Tutorials - Africa 2025

In-person Tutorials (All times SAST)

Tutorial IP1: Genotype Imputation and Data Analysis for African Populations: A Practical Tutorial Using AfriGen-D Resources
Tutorial IP2: Simulation-Based Inference for Computational Biology: Integrating AI, Bayesian Modeling, and HPC
Tutorial IP4: Introductions to constraint-based modeling using cobrapy
Tutorial IP5: Building agentic workflows for bioinformatics

Virtual Tutorials (All times SAST)

Tutorial VT1: Multiomics Data Integration using Graph Based Machine Learning
Tutorial VT2: Machine Learning Models for Drug Response Prediction

Tutorial IP1: Genotype Imputation and Data Analysis for African Populations: A Practical Tutorial Using AfriGen-D Resources

Room: Atlantic 1
Date: April 17, 2025
Time: 13:00-17:00

Organizers
Mamana Mbiyavanga, University of Cape Town
Lyndon Zass, University of Cape Town
Sumir Panji, University of Cape Town
Nicola Mulder, University of Cape Town

Max Participants: 30

Description
The African Genomics Data Hub (AfriGen-D) provides essential resources for analyzing African genetic data, addressing unique challenges posed by the continent's exceptional genetic diversity.

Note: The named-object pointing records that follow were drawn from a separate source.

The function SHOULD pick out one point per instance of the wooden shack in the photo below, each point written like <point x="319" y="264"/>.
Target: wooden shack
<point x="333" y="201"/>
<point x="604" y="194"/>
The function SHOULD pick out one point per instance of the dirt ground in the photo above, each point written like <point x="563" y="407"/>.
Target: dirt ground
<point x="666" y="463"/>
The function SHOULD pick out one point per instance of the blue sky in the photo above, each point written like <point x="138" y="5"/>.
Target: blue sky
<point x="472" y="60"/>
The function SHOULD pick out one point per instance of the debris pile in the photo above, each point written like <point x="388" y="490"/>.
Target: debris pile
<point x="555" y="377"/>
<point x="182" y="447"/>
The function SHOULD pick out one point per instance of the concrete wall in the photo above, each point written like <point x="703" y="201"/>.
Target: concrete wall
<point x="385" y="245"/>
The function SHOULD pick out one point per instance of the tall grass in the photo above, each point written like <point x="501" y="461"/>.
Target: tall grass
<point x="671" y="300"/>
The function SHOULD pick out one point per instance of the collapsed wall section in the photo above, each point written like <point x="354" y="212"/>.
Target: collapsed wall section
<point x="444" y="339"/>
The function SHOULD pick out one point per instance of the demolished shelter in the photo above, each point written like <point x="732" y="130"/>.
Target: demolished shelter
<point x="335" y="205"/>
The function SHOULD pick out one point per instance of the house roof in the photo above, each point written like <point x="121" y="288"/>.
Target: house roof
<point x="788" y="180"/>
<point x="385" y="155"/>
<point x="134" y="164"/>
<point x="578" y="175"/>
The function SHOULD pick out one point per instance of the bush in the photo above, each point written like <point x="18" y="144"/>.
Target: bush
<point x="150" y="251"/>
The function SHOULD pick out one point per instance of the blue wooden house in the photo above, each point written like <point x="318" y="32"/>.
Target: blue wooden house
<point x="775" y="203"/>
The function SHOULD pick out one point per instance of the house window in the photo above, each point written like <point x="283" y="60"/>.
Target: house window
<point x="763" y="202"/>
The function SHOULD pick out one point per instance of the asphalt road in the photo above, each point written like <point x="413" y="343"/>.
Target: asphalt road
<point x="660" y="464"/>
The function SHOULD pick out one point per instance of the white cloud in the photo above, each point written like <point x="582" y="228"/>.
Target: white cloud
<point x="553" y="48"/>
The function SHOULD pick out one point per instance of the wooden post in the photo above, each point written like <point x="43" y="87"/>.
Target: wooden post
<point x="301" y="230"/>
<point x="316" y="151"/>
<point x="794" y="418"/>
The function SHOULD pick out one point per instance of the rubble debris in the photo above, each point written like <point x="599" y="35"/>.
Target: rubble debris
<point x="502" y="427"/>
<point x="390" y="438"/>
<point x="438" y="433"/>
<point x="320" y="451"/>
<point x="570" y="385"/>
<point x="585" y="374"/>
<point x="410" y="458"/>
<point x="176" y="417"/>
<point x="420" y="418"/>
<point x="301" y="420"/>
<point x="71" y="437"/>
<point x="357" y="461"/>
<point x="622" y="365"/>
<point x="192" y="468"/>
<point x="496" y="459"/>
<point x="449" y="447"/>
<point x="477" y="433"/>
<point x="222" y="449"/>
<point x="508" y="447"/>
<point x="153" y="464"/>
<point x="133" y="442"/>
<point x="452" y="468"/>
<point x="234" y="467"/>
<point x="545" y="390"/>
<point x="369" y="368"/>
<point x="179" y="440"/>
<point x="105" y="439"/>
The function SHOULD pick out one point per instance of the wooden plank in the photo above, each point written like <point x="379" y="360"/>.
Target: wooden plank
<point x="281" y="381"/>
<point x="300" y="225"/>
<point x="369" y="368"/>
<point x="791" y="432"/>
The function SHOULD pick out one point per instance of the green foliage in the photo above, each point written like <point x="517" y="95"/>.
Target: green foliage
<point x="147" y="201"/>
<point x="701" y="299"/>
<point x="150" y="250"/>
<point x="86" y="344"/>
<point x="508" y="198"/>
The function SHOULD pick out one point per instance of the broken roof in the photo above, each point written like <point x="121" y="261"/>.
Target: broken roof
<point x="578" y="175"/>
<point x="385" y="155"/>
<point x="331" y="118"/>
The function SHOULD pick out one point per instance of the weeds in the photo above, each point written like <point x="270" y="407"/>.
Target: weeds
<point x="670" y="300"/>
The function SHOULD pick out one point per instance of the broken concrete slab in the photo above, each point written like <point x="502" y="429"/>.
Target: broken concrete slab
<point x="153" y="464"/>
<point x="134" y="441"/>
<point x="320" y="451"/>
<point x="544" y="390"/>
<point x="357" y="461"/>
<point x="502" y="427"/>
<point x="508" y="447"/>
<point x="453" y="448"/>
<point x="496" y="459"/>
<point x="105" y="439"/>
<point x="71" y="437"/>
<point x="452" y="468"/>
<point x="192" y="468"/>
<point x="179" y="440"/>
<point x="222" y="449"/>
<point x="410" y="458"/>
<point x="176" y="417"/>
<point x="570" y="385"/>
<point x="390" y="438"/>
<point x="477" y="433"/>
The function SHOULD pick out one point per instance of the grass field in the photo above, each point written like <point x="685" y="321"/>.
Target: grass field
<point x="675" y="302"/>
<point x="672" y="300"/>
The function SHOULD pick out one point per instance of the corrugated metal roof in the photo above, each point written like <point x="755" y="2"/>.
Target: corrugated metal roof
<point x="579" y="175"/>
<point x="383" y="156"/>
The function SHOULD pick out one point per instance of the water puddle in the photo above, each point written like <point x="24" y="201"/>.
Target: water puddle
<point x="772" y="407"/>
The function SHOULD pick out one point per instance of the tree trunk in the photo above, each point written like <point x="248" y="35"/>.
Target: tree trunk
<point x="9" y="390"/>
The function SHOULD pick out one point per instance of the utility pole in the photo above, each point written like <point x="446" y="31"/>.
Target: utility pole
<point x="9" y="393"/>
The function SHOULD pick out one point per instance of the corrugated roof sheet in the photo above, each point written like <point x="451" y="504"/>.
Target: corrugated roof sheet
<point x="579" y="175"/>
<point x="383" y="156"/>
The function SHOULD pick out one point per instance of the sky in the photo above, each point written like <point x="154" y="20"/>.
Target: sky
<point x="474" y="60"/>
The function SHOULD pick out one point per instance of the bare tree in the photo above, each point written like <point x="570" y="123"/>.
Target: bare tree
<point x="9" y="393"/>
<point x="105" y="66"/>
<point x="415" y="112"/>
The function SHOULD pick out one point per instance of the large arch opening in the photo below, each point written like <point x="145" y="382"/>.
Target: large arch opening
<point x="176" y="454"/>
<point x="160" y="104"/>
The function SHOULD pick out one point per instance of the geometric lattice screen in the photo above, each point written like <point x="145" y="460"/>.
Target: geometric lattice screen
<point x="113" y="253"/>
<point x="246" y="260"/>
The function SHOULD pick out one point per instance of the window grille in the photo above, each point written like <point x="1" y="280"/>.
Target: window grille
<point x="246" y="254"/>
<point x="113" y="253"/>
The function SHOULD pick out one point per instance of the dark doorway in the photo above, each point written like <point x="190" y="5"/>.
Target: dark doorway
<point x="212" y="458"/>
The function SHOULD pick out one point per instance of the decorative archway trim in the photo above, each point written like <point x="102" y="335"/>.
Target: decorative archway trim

This hands-on tutorial focuses on genotype imputation and downstream analysis using AfriGen-D resources.

Through practical exercises, participants will master data quality control specific to African genetic data, execute imputation and basic GWAS workflows, and learn to interpret results using the AfriGen-D Imputation Service, African Genomics Medicine Portal (AGMP), and African Genomics Variation Database (AGVD).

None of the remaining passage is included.